After 4.5 hours of instruction, two dozen mental health clinicians (MHCs) with varied training and experience were able to find the diagnosis in a half-dozen simulated stress illness patients. So I also talked to them about reaching out to medical clinicians to teach them how to explain the following concepts to their patients:
- Stress can cause real symptoms.
- Effective treatment is available.
- A Stress Check-Up is the best way to uncover hidden stresses.
(More advice on how to reach out is in two earlier consecutive posts here and here.)
If medical clinicians can be persuaded to refer a difficult patient or two to a MHC to receive the stigma-free service of a Stress Check-Up, the likelihood is that everyone will be pleased with the results. This will encourage more referrals and initiate a process of mutual learning whereby the medical and MH clinicians learn more and more about which patients will respond to this approach.

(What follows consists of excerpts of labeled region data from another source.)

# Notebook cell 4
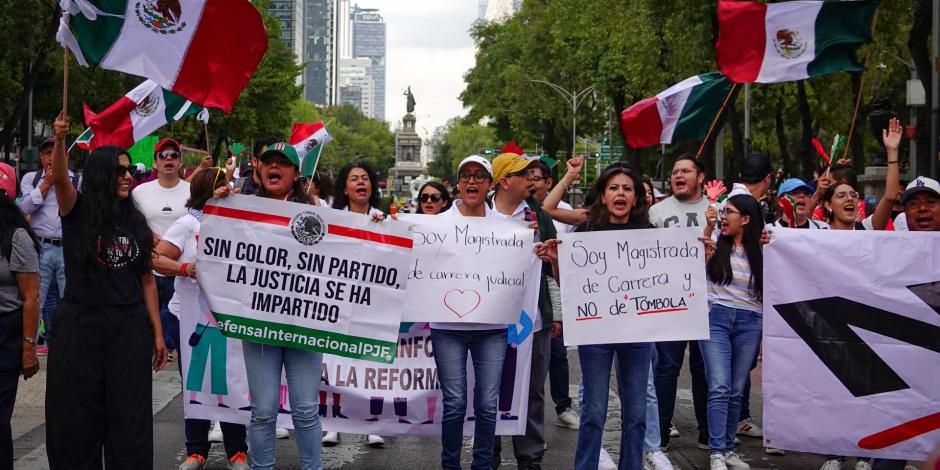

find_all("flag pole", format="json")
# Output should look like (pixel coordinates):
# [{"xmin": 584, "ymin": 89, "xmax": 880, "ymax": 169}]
[
  {"xmin": 840, "ymin": 5, "xmax": 881, "ymax": 162},
  {"xmin": 695, "ymin": 83, "xmax": 739, "ymax": 158}
]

Reaching out can be initiated by medical clinicians, too. If they can identify MHCs who might be interested, they could explain the following concepts:
- Obtaining a chronology of the patient’s physical symptoms.

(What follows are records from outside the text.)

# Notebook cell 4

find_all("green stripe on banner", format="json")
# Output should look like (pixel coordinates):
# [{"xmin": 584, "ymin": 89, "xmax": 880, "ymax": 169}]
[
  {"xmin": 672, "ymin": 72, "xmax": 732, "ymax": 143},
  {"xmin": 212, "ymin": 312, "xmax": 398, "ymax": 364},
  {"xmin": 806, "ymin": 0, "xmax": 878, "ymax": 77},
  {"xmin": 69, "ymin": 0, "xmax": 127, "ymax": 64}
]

- Taking a Stress History (not much different than the familiar psychological interview).
- Looking for connections between stresses and symptoms.
- Treating the stresses they find to see if the physical symptoms respond.
When both types of clinicians reach out across the mind-body divide, they will close the largest blind spot in the health care system, significantly improve their job satisfaction and relieve a tremendous amount of needless suffering.